Kinexus Bioinformatics is launching two new protein kinase microarray products based on data generated using its kinase substrate prediction algorithm.

The first, which Kinexus president and chief scientific officer Steven Pelech told ProteoMonitor will be released as an in-house service next week, is a peptide microarray for determining optimal peptide substrates for given protein kinases.

The second product, which the company aims to release in the next six months, is a peptide microarray designed to measure the activity of protein kinases in crude cell lysate.

Kinexus plans to offer that array in a chip-based format, marking the firm's entry into the microarray product business after having operated mainly as a service provider since its launch more than a decade ago.

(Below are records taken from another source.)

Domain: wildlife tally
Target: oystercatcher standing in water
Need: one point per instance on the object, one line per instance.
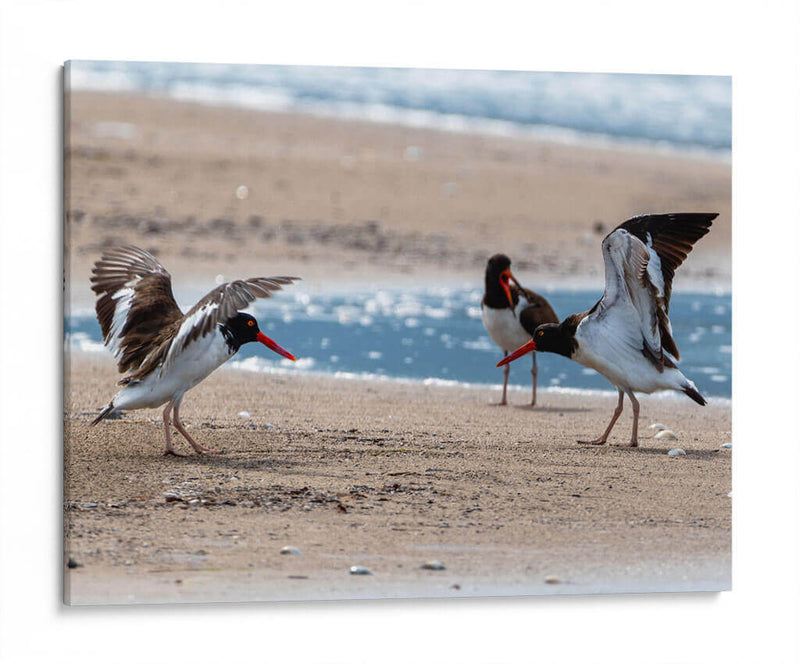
(512, 313)
(166, 351)
(627, 336)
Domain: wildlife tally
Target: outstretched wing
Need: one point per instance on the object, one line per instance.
(671, 237)
(641, 256)
(135, 305)
(222, 303)
(629, 302)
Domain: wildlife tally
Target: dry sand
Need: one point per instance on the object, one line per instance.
(389, 476)
(333, 200)
(383, 475)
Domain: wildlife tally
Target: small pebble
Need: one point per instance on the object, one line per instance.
(358, 569)
(666, 434)
(433, 564)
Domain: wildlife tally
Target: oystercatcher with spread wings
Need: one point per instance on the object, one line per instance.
(627, 336)
(512, 313)
(166, 351)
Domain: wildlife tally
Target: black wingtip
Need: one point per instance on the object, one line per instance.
(693, 394)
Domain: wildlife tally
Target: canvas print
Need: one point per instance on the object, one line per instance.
(344, 333)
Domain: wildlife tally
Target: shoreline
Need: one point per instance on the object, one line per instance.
(382, 473)
(337, 202)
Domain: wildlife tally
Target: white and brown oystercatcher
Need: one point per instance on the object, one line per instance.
(512, 313)
(627, 336)
(166, 351)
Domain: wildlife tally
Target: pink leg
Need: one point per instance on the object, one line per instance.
(197, 446)
(635, 431)
(169, 450)
(617, 412)
(506, 369)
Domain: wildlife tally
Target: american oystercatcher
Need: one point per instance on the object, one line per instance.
(512, 313)
(166, 351)
(627, 336)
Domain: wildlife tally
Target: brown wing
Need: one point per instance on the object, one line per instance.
(135, 305)
(224, 302)
(537, 312)
(218, 306)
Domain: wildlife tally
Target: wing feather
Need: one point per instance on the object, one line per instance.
(135, 305)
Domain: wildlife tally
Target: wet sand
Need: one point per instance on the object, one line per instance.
(388, 476)
(383, 475)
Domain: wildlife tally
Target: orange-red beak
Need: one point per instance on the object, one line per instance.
(269, 343)
(505, 277)
(522, 350)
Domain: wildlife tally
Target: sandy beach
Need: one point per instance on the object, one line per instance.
(388, 476)
(380, 474)
(344, 201)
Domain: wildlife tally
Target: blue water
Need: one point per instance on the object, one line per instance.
(438, 334)
(678, 111)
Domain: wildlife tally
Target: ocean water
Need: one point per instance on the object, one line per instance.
(436, 336)
(673, 112)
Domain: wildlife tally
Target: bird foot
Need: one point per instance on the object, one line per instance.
(209, 450)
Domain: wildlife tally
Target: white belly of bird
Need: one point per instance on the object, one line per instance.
(623, 366)
(171, 381)
(504, 327)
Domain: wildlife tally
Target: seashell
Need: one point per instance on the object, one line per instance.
(433, 564)
(666, 434)
(358, 569)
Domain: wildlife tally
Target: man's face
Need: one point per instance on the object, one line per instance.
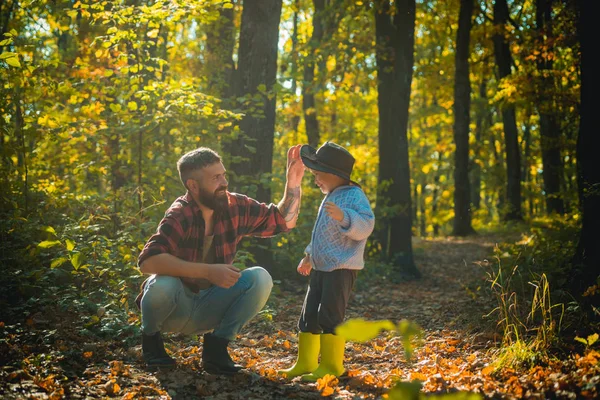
(211, 186)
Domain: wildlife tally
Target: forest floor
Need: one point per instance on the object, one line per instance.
(44, 356)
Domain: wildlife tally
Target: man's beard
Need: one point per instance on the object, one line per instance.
(216, 200)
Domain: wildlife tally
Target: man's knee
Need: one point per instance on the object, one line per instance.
(160, 291)
(258, 278)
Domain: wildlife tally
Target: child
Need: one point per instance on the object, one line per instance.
(333, 257)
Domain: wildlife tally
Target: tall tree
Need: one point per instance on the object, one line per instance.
(220, 41)
(504, 63)
(308, 87)
(587, 256)
(395, 36)
(254, 81)
(462, 109)
(549, 128)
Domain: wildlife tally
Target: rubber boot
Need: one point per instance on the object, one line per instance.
(308, 356)
(332, 358)
(215, 357)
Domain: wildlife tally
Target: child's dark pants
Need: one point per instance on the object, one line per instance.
(326, 300)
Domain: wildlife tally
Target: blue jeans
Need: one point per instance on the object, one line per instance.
(169, 306)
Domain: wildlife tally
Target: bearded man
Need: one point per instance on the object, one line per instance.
(193, 288)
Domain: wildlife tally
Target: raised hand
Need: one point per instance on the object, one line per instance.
(334, 211)
(304, 266)
(295, 167)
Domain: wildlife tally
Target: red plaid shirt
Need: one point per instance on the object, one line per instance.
(181, 231)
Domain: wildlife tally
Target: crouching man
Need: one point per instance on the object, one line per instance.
(193, 288)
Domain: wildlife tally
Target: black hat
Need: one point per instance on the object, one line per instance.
(330, 157)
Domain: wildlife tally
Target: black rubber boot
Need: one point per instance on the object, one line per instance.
(153, 351)
(215, 357)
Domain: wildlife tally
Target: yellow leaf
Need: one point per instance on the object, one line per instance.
(360, 330)
(487, 370)
(592, 339)
(13, 62)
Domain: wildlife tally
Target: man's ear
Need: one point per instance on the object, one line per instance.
(191, 185)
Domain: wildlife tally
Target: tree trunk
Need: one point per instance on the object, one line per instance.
(255, 77)
(395, 60)
(549, 128)
(220, 40)
(462, 109)
(511, 137)
(475, 172)
(525, 175)
(309, 85)
(587, 257)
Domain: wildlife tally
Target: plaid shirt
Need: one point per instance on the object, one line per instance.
(181, 231)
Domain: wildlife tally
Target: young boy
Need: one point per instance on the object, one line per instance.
(333, 257)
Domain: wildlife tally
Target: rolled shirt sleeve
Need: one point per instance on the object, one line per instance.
(166, 239)
(259, 219)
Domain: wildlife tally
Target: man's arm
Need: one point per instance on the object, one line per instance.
(289, 206)
(222, 275)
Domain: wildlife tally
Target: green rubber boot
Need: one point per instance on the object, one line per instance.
(332, 358)
(308, 356)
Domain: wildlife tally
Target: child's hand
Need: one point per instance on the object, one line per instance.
(334, 211)
(304, 267)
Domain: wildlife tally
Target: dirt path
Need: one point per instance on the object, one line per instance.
(448, 303)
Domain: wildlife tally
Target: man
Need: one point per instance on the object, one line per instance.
(194, 288)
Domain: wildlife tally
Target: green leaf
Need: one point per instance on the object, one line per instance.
(405, 391)
(581, 340)
(93, 321)
(46, 244)
(57, 262)
(49, 229)
(13, 62)
(359, 330)
(407, 331)
(70, 244)
(8, 54)
(76, 260)
(460, 396)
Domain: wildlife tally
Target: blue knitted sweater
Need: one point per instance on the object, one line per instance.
(336, 245)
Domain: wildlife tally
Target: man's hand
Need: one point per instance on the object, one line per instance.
(223, 275)
(295, 167)
(334, 211)
(305, 266)
(289, 206)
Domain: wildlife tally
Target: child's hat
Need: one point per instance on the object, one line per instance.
(330, 157)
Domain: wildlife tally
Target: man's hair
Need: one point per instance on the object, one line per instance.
(194, 160)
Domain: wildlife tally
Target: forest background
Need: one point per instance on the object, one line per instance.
(466, 118)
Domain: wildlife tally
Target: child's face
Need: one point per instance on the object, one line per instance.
(327, 182)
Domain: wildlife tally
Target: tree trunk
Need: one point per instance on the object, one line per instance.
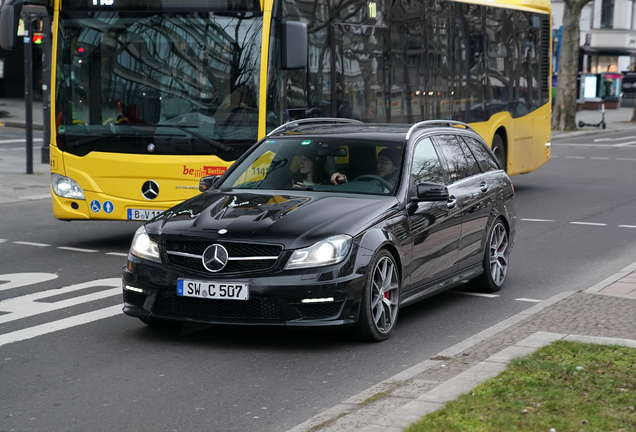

"Over the last twelve years we've been a services company, primarily offering proteomics services, Pelech said. "And over the last two or three years we've been doing a lot more on the bioinformatics front. The next step is products."

The coming slate of offerings, which, according to Pelech, will also include the antibodies, protein kinases, and peptides used in the company's arrays, largely arose from the bioinformatic work the firm has focused on over the last several years.

In June, Kinexus announced that, in collaboration with researchers in the Mathematics of Information Technology and Complex Systems groups at the University of British Columbia and Simon Fraser University, it had developed an algorithm to predict which protein kinases are most likely to target a given phosphorylation site. The development has allowed the company to match kinases to the human proteome's presently known 92,000 human phosphorylation sites (PM 06/11/2010).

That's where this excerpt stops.